10.3760/cma.j.cn112152-20211126-00877
- Author:
Shi Xu WANG
1
;
Yan KE
1
;
Yu Meng LIU
1
;
Si Yao LIU
1
;
Shi Bo SONG
1
;
Shun HE
1
;
Yue Ming ZHANG
1
;
Li Zhou DOU
1
;
Yong LIU
1
;
Xu Dong LIU
1
;
Hai Rui WU
1
;
Fei Xiong SU
2
;
Feng Ying ZHANG
2
;
Wei ZHANG
2
;
Gui Qi WANG
1
Author Information
1. Department of Endoscopy, National Cancer Center/National Clinical Research Center for Cancer/Cancer Hospital, Chinese Academy of Medical Sciences and Peking Union Medical College, Beijing 100021, China.
2. Department of Endoscopy, National Cancer Center/Cancer Hospital& Shenzhen Hospital, Chinese Academy of Medical Sciences and Peking Union Medical College, Shenzhen 518116, China.
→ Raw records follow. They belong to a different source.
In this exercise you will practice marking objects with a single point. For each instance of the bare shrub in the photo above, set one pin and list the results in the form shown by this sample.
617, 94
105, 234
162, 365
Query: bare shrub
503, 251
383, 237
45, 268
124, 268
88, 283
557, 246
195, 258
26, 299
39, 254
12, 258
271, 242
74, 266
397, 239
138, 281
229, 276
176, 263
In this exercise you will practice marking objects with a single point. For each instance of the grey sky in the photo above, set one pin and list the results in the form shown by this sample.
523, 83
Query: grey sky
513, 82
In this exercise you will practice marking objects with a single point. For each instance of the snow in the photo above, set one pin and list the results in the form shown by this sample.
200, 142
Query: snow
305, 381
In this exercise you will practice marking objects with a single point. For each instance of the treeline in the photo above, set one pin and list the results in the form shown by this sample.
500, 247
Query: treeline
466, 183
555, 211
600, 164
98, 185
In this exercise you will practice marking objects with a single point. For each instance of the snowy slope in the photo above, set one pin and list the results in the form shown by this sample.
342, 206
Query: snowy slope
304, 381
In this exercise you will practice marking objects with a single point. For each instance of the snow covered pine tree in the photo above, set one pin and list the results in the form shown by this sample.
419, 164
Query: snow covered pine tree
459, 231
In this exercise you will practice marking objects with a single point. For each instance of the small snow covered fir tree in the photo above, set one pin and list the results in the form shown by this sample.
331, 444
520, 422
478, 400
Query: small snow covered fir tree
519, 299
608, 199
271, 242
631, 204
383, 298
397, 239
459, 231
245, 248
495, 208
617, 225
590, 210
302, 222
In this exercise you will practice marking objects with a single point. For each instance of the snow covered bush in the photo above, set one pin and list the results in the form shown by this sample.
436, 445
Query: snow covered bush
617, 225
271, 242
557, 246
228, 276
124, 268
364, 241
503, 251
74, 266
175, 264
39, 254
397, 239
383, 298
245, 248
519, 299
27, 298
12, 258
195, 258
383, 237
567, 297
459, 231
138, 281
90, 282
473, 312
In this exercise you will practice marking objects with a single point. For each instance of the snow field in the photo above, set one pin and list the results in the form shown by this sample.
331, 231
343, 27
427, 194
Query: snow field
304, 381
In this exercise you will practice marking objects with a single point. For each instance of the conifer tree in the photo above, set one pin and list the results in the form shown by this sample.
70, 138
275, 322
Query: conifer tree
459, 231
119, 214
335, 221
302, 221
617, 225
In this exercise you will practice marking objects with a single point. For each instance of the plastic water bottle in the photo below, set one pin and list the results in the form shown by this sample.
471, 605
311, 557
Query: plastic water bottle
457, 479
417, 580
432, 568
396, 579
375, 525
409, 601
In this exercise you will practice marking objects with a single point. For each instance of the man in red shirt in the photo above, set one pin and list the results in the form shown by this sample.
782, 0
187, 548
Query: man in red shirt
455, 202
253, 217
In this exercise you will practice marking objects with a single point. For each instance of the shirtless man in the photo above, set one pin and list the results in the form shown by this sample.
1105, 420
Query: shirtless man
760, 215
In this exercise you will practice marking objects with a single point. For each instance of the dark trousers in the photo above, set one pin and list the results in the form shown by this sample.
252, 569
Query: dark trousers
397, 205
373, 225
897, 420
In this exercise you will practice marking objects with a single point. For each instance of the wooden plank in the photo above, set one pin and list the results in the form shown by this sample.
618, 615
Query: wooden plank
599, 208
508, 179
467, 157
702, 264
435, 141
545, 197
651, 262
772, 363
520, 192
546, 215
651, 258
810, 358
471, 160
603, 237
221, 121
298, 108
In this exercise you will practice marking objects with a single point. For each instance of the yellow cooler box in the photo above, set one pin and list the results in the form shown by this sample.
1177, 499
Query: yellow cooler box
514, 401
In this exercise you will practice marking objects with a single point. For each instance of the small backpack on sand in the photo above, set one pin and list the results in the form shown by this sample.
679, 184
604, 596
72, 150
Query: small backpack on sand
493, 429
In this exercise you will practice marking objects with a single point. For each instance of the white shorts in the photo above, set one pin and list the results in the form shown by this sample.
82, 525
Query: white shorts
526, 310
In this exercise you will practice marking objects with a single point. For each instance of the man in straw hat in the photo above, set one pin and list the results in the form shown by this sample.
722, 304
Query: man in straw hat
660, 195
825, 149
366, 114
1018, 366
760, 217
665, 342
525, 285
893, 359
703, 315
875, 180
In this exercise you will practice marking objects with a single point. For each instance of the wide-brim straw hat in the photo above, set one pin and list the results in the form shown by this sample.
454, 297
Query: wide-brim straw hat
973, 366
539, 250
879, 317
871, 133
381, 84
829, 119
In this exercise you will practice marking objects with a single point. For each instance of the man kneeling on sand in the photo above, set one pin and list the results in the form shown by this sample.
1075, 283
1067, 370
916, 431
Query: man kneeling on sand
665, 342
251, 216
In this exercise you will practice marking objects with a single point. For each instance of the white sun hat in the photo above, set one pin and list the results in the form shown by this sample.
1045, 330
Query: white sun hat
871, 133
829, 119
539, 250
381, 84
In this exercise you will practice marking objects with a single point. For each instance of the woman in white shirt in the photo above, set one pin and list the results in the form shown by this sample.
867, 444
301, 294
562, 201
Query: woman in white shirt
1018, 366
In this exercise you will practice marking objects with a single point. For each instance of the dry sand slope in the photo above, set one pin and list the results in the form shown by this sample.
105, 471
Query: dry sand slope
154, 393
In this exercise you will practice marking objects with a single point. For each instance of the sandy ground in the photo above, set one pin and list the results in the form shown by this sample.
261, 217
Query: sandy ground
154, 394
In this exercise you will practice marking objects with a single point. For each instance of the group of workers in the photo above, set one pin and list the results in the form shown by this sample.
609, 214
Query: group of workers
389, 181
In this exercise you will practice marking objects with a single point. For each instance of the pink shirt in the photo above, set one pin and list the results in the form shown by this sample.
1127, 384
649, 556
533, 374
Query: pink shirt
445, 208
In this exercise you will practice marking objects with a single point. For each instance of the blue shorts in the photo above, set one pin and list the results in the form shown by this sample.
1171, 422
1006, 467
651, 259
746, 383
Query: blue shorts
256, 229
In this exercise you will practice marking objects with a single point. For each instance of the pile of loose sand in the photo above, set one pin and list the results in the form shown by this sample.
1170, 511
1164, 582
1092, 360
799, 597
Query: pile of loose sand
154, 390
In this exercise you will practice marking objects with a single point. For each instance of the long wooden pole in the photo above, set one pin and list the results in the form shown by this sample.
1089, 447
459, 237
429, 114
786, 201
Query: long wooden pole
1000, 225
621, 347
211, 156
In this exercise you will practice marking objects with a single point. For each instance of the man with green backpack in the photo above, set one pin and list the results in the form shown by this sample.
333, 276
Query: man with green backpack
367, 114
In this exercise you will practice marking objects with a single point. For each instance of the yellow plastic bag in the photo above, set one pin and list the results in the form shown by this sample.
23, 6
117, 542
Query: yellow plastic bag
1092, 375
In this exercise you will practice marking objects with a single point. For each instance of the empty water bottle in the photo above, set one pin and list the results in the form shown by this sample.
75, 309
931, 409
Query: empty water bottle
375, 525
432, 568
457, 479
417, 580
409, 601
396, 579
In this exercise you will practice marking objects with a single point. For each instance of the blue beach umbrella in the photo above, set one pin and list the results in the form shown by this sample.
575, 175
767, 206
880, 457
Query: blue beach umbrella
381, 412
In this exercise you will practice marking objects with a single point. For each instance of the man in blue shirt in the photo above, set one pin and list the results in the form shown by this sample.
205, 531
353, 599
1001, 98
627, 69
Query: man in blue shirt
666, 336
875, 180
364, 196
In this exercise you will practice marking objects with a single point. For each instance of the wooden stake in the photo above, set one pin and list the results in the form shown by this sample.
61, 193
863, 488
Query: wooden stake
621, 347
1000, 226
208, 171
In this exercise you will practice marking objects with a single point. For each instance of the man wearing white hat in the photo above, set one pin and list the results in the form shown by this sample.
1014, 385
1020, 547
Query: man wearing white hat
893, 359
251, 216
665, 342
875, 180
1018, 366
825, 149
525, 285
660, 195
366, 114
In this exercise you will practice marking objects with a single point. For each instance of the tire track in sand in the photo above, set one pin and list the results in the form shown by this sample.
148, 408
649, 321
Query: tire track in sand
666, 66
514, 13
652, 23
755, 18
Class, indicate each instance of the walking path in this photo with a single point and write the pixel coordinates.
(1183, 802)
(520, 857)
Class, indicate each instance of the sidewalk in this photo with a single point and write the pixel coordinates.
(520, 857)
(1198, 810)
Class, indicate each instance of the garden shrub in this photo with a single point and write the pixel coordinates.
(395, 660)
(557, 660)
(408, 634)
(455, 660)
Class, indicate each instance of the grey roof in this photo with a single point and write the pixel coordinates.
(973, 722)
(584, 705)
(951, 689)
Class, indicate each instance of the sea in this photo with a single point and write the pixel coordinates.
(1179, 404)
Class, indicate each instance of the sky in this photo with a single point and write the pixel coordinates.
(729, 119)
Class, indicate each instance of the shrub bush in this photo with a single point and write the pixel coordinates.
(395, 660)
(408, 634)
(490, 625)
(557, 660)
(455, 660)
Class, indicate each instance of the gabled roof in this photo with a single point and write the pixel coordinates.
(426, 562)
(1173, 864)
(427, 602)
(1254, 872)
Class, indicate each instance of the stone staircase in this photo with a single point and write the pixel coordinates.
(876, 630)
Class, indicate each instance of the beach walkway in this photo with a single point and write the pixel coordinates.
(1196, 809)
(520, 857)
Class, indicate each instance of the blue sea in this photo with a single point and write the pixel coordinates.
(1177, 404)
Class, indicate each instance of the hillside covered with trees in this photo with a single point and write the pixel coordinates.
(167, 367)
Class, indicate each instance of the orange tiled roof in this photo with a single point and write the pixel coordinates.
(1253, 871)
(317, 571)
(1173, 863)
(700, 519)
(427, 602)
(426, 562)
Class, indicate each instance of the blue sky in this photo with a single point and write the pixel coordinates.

- Publication Type:Journal Article
- Keywords:
Artificial intelligence;
Diagnosis;
Endoscope;
Esophageal neoplasms, early;
Precancerous lesions
- MeSH:
Artificial Intelligence;
Endoscopy/methods*;
Esophageal Neoplasms/pathology*;
Esophageal Squamous Cell Carcinoma/diagnostic imaging*;
Humans;
Narrow Band Imaging;
Precancerous Conditions/diagnostic imaging*;
Sensitivity and Specificity
- From:
Chinese Journal of Oncology
2022;44(5):395-401
- CountryChina
- Language:Chinese
-
Abstract:
Objective: To construct the diagnostic model of superficial esophageal squamous cell carcinoma (ESCC) and precancerous lesions in endoscopic images based on the YOLOv5l model by using deep learning method of artificial intelligence to improve the diagnosis of early ESCC and precancerous lesions under endoscopy. Methods: 13, 009 endoscopic esophageal images of white light imaging (WLI), narrow band imaging (NBI) and lugol chromoendoscopy (LCE) were collected from June 2019 to July 2021 from 1, 126 patients at the Cancer Hospital, Chinese Academy of Medical Sciences, including low-grade intraepithelial neoplasia, high-grade intraepithelial neoplasia, ESCC limited to the mucosal layer, benign esophageal lesions and normal esophagus. By computerized random function method, the images were divided into a training set (11, 547 images from 1, 025 patients) and a validation set (1, 462 images from 101 patients). The YOLOv5l model was trained and constructed with the training set, and the model was validated with the validation set, while the validation set was diagnosed by two senior and two junior endoscopists, respectively, to compare the diagnostic results of YOLOv5l model and those of the endoscopists. Results: In the validation set, the accuracy, sensitivity, specificity, positive predictive value (PPV) and negative predictive value (NPV) of the YOLOv5l model in diagnosing early ESCC and precancerous lesions in the WLI, NBI and LCE modes were 96.9%, 87.9%, 98.3%, 88.8%, 98.1%, and 98.6%, 89.3%, 99.5%, 94.4%, 98.2%, and 93.0%, 77.5%, 98.0%, 92.6%, 93.1%, respectively. The accuracy in the NBI model was higher than that in the WLI model (P<0.05) and lower than that in the LCE model (P<0.05). The diagnostic accuracies of YOLOv5l model in the WLI, NBI and LCE modes for the early ESCC and precancerous lesions were similar to those of the 2 senior endoscopists (96.9%, 98.8%, 94.3%, and 97.5%, 99.6%, 91.9%, respectively; P>0.05), but significantly higher than those of the 2 junior endoscopists (84.7%, 92.9%, 81.6% and 88.3%, 91.9%, 81.2%, respectively; P<0.05). Conclusion: The constructed YOLOv5l model has high accuracy in diagnosing early ESCC and precancerous lesions in endoscopic WLI, NBI and LCE modes, which can assist junior endoscopists to improve diagnosis and reduce missed diagnoses.